A man from 1980 shoots a man from 1917, and a man from 1917 shoots a man from 1980 in images from _Straight Shooting_ & _Heaven's Gate_.

Our Daily Bread is a column on not necessarily beautiful images, nor similar images, but images that when brought together interact in meaningful ways.

Nearly 70 years passed between John Ford's Straight Shooting (1917) and Michael Cimino's Heaven's Gate (1980), during which sound had been added, color had been added, and the dimensions of the screen had changed. Yet, within those years, the central idea stayed the same; America as a vast landscape, but where trespassers are not allowed refuge. Killers turn to look at us, and then ride off into the river, the footsteps of their steeds corrupting nature as they leave. Therefore, a man from 1980 shoots a man from 1917, and a man from 1917 shoots a man from 1980.

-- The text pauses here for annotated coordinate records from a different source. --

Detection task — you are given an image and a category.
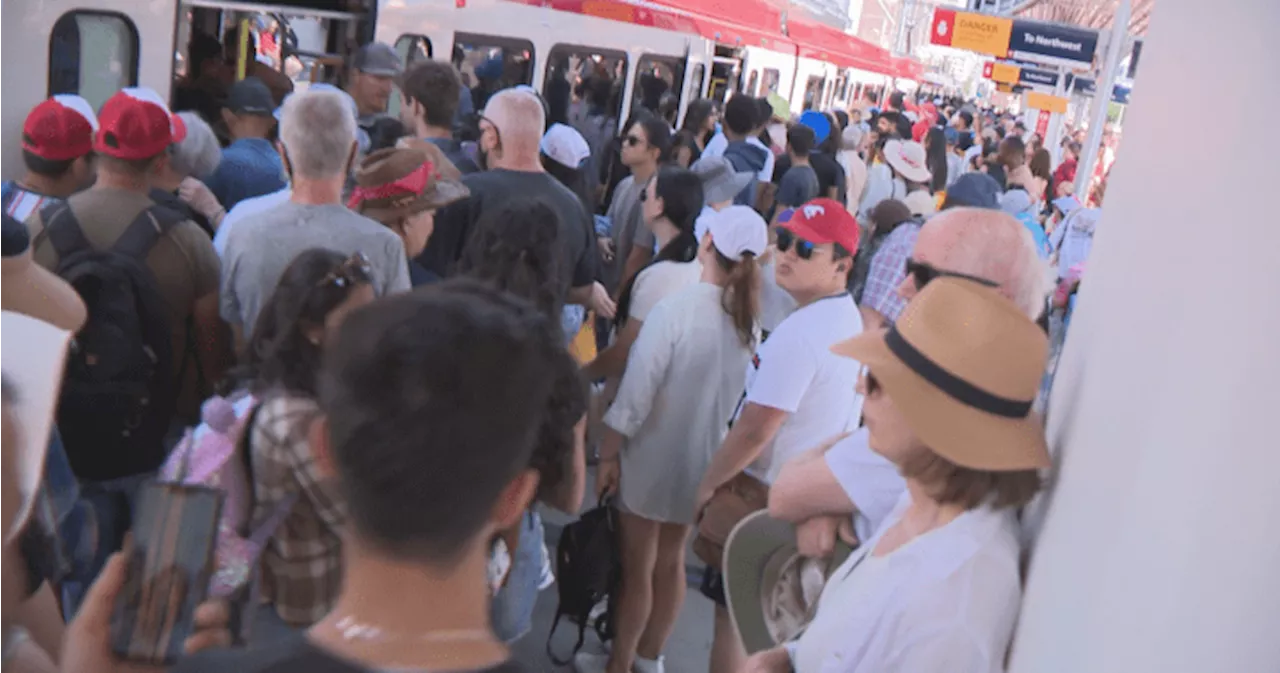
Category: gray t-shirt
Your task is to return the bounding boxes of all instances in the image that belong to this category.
[604,175,654,292]
[776,165,819,209]
[221,201,410,339]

This is great! Really looking forward to more entries in this new series.
Putting together vaguely similar images from two different films is not criticism, it’s collage. You can play pretend you’re Godard all you want, but Neil Bahadur lacks both the wit and the intelligence of JLG. Stuff like this is to Histoire(s) du cinema what High Anxiety was to Hitchcock. As Bahadur himself might so tediously put it… nahhhhh.
I would much rather look at these shots and read Bahadur’s thoughts on them than looking at those damn Von Trier posters.
Thanks everybody! And to dear Pierrot, this isn’t criticism at all, it’s two films I adore, so collage is a much better descriptor. Or, in shorter form: nahhh
Didn’t we just see that “Heaven’s Gate” hole in the fabric image in another recent collage in Notebook? More critical articles, less Tumblr scrolls, please.
Thanks for your comments, everyone. We’re really excited to have Neil’s unique perspective as part of the Notebook with this ongoing column. If you haven’t seen his tumblr, do check it out (Bobby, it may have you rethink reductively ascribing a derogatory connotation to “Tumblr scroll”!): As for the the reappearance of the “Heaven’s Gate” images I used not long ago in an “Echoes” piece, surely it is obvious that the appropriation in effect is distinct enough to merit such recycling—and besides, the incredible images in question clearly deserve more than one interpretation, and certainly more than one look! Contrary to both Pierrot and the author himself, I wouldn’t simply call this collage, and nor would I compare it to the work of JLG (what standards!!) but instead this is for me an interesting and kind of new way to track a cinephile’s cataloging of meaning found in the interactions between images made possible only by a subjective viewer’s specific context. This is why Neil has moved on from “Echoes” to his own column: these aren’t mirrors, these are windows. Can’t wait for the next entry, Neil!
One shudders at the thought of what Bobby Wise considers “critical articles”.
All fine and well, but these various branded Notebook visual columns start to blend into each other. Not enough frequency. Using the same images probably doesn’t help. Deserving more than one interpretation is fine, but can we cast our net just a bit wider (not only in regards to that image, but also in regards to John Ford too)?
But cinema IS John Ford ;)
In all seriousness though, Bobby, perhaps let’s see how “Our Daily Bread” unfolds over time before making such a call.
Cast a wider net? So, he writes about a lesser-seen, silent Ford, and you accuse him of casting too small a net? Or are you saying that we should move on from Ford? What’s your proposition here, exactly? How can you even feel comfortable proposing anything when you’re so frustratingly incomprehensible? Just when should we be finished with a director, or even a single image? Man, your the last guy who should have any say on that. If you’re unwilling to keep digging, keep peeling back, why the hell are you bothering with cinema? Jesus Christ, Wise, you pingpong from half-formed stance to half-formed stance so rapidly it’s bewildering. Do you have a center? What could possibly be your driving force?
Of course. We’ll let it unfold. Give us this next day our daily bread. And forgive us our trespasses, as we forgive those who trespass against us.
To be fair, Hitchcock sent Mel Brooks six magnums of wine after seeing High Anxiety, so certainly the comparison can’t be that bad!